This is the final report of the first year of the Artwork project. It contains a chapter devoted to each of the major three phases of the project.
Chapter 1 contains the final report on Phase One of the first year of the Artwork project. The initial phase of the Artwork feasibility study was to perform a comparative analysis of language usage in spoken dialog, the modality of speech-to-speech translation, and in written text, the modality assumed for the development of most current MT systems including the CRL's. The objective was to establish a range of structural, functional and interpersonal characteristics for each modality which can be taken as processing requirements, to see which are associated with both modalities and which are associated with just one of the modalities, and, finally, to identify the relative importance of the different characteristics to successfully processing utterances produced under each modality.
The tasks involved in carrying out the comparative analysis included: (1) the collection and transcription of the spoken data for the analysis (approximately an hour of taped interviews) and the preparation of the written data (EFE newswire articles), (2) the quantitative analysis of the transcriptions and texts with respect to a number of relevant linguistic characteristics, and (3) the comparison of the resultant analyses for differences between dialogs and text.
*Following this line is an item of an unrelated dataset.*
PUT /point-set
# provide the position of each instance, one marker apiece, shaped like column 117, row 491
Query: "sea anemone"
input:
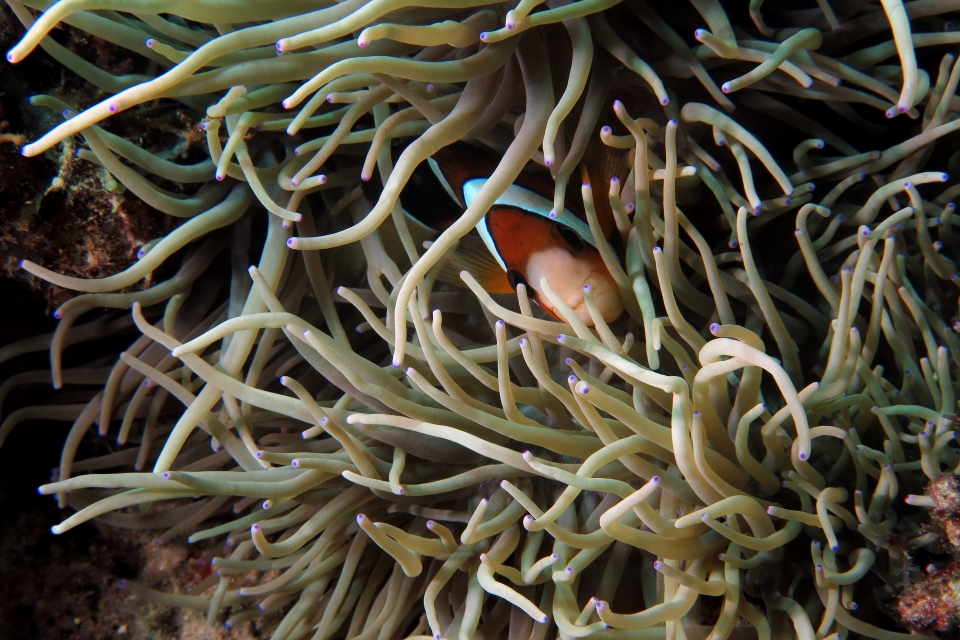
column 742, row 454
In addition, approximately midway through the project it was decided that (4) the impact of protocol on dialog was to be analyzed. Chapter 4 contains the results of tasks 1, 2, 3. Chapter 3, which contains the results of Phase Three of the project, contains the results of task 4.
Chapter 2 contains the final report on Phase Two of the project. The goal of this phase was to identify a number of translation problems that appear to be peculiar to dialog translation as opposed to text translation and to survey current MT system capabilities for dealing with these problems. The chapter is therefore divided into two part: a survey of dialog translation problems and a survey of current MT system techniques for dealing with them.
Chapter 3 contains the final report on Phase Three of the project. According to a revised plan of research, which was agreed to during the fifth bi-monthly reporting period, Phase Three of the project consists of (1) a study comparing dialogs collected within a push-to-talk protocol with dialogs collected within a cross-talk protocol and (2) identifying approaches to resolving ellipsis and anaphora in scheduling dialogs. The chapter presents the results of the protocol study, and then addresses ellipsis and anaphora resolution.